ATMO-Flow is a modelling framework based on Computational Fluid Dynamics (CFD) developed by VITO’s ATMOSYS team. It has led to the creation of a unique 3D wind flow model of the entire city of Antwerp. The model covers an area of approximately 9 by 9 km² and provides a detailed picture of the air quality challenges throughout the area with a resolution of 1 metre. The model also allows precise evaluations of wind comfort for all locations in the city and the impact of wind on the urban climate. In addition, the model can be used to assess the potential of urban wind turbines both at ground and roof levels.
Computational Fluid Dynamics
Computational Fluid Dynamics is a method quantifying the motion of fluid flows and assess their impact on the environment. The ATMOSYS team at VITO uses this technology to create 3D models of cities to assess urban air pollution and of complex industrial sites to perform microscale assessments. Additionally, CFD can be used to estimate wind power and evaluate wind comfort.
Thanks to the development of ATMO-Flow, which is a framework of tools that prepares geometries, and manages and processes the widely used CFD software 'OpenFOAM', it is possible to create a high-resolution wind flow model of the entire territory of the city of Antwerp. In addition to the extreme detail, it offers a unique combination of insights in several topics: air quality, wind climate and comfort, wind energy potential and exploration of design options for sustainable cities.
Building footprint and vegetation
Jorge Sousa, air quality modelling researcher at VITO, explains how the model was created. "The basis for the model was the 3D building information of Flanders offered by Digitaal Vlaanderen. This data was supplemented with detailed information on the footprint of each building in Antwerp. The 3D geometrical reconstruction was achieved with the help of tools developed by TU Delft. After that, we have put a lot of effort into accurately determining the current vegetation (location and size) on the entire territory of the city, with a special focus on trees, using Digitaal Vlaanderen’s digital surface and digital terrain models, derived from remote sensing images.”
Air quality
“The CFD modelled air quality maps represent an opportunity for a detailed assessment of the most challenging environments according to the Ambient Air Quality Directive," says Jorge Sousa. "The maps offer great added value for locations such as urban tunnel portals near high-rise buildings, street canyons or industrial sites. It can be used for modelling guided and non-guided emissions, taking into account the 3D characteristics of the industrial site and its surroundings, ideal for a detailed analyses of building downwash, pollutant entrainment and mitigation features."
Wind comfort and power
“In addition to its potential for monitoring and addressing air quality issues, the model also provides high-resolution mapping of wind flows and allows reliable assessments of wind comfort, for example in the vicinity of high-rise buildings," emphasises Jorge Sousa. The ATMOSYS wind comfort analysis is based on the Dutch wind comfort standard NEN 8100, currently the most used standard in the European Union.

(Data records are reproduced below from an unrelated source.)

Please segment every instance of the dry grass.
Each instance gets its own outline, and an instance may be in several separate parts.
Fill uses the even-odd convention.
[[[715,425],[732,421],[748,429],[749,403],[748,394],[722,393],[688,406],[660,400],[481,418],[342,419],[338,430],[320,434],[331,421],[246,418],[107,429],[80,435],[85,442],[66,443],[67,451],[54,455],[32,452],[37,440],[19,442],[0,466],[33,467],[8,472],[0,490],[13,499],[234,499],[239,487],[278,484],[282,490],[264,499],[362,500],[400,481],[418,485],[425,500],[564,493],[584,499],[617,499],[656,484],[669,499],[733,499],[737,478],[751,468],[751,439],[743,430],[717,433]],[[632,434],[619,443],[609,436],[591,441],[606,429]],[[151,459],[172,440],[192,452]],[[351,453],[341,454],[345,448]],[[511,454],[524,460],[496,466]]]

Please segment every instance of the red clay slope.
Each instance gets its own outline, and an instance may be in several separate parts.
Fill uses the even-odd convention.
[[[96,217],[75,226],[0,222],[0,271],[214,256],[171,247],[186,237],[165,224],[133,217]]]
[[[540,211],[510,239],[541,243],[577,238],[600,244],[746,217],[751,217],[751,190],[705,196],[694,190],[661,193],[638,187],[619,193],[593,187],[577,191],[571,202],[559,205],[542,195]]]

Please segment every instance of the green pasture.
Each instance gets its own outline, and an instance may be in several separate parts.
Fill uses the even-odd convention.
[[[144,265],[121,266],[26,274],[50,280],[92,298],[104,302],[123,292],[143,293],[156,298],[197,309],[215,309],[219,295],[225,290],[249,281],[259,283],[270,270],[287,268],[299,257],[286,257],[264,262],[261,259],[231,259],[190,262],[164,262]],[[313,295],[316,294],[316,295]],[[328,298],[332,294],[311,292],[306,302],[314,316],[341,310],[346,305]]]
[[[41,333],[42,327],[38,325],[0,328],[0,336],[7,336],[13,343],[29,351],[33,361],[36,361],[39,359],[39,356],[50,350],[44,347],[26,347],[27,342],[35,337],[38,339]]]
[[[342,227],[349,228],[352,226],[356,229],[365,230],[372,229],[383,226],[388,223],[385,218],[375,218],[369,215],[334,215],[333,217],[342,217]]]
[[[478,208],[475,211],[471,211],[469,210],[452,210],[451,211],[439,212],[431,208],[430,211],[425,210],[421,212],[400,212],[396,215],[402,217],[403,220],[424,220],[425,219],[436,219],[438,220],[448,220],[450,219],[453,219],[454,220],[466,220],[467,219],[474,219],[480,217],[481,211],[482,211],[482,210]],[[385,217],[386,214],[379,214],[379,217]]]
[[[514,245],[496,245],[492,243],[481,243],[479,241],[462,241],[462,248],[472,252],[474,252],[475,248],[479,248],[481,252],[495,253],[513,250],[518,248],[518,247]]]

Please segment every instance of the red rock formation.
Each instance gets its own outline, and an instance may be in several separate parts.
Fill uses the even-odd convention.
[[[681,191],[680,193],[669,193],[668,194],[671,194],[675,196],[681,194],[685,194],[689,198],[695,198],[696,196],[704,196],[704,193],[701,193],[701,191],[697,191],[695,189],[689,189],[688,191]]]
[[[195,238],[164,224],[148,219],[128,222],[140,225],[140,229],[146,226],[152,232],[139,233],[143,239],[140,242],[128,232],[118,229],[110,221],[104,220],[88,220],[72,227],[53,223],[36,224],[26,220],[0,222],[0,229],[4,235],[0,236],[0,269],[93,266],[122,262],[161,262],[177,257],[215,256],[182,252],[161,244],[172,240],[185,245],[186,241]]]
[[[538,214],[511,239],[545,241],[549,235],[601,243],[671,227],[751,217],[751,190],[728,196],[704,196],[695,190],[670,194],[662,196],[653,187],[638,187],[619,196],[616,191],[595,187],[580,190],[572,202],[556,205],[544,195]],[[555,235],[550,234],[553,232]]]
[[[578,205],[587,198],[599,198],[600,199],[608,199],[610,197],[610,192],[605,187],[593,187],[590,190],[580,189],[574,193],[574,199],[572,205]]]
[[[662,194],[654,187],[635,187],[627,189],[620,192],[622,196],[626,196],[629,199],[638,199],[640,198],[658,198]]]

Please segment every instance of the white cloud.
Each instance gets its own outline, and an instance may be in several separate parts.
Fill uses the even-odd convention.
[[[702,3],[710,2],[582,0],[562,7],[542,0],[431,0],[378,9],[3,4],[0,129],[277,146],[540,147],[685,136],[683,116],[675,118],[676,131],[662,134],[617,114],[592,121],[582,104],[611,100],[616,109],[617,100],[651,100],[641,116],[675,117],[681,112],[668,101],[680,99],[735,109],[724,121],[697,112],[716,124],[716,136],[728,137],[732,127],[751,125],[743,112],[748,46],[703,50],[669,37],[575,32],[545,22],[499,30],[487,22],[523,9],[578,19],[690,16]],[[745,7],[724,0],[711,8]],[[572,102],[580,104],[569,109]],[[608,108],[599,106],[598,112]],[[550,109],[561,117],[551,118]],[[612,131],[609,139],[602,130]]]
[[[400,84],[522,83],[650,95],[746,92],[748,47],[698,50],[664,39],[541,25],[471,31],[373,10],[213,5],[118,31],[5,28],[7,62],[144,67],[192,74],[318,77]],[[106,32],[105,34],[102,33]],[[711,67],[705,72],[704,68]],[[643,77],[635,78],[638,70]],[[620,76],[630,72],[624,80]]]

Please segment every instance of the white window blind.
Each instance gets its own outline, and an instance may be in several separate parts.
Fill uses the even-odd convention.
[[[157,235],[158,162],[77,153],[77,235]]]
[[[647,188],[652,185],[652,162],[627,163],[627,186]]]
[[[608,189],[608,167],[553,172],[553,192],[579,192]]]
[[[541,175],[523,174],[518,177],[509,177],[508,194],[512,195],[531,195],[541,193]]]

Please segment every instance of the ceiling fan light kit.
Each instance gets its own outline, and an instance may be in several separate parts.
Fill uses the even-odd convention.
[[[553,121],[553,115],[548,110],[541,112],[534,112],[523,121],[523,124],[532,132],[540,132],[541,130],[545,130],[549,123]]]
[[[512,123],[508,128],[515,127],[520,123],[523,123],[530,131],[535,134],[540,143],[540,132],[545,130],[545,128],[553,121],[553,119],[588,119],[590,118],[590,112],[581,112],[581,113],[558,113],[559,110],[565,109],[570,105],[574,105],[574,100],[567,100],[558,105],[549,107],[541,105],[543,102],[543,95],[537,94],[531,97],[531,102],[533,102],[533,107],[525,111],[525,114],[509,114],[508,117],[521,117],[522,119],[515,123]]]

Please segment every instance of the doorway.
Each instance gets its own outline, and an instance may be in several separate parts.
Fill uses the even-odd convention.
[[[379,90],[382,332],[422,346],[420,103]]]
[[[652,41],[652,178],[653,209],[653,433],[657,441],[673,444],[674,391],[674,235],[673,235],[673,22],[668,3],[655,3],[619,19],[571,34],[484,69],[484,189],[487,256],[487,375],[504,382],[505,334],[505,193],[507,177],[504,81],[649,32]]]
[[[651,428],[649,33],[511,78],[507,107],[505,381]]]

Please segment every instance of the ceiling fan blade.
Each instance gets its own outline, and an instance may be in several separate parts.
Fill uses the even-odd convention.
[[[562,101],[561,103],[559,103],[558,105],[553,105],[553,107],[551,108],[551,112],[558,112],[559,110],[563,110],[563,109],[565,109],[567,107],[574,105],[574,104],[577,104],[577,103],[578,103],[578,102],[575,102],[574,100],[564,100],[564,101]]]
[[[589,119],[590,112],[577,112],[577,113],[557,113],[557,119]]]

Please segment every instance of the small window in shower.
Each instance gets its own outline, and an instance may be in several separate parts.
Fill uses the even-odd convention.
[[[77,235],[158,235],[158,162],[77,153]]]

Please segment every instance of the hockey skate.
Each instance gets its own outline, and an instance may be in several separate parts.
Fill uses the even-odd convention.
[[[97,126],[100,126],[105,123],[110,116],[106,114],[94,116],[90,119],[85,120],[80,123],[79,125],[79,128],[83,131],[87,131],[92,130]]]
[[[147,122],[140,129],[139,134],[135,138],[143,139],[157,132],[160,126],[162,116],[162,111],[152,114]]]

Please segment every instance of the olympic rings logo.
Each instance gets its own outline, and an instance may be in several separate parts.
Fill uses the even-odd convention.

At the same time, the map provides an insight into the potential for wind power at rooftops, pedestrian level and at increased height. This responds to the innovative research on wind turbines for use in urban environments.
Last but not least, the maps provide the opportunity to study the impact of wind on the urban climate and to assess the influence of buildings and trees on urban ventilation during heat waves. This has been done in collaboration with VITO’s climate impacts team, a nice example of the multidisciplinary collaboration within VITO.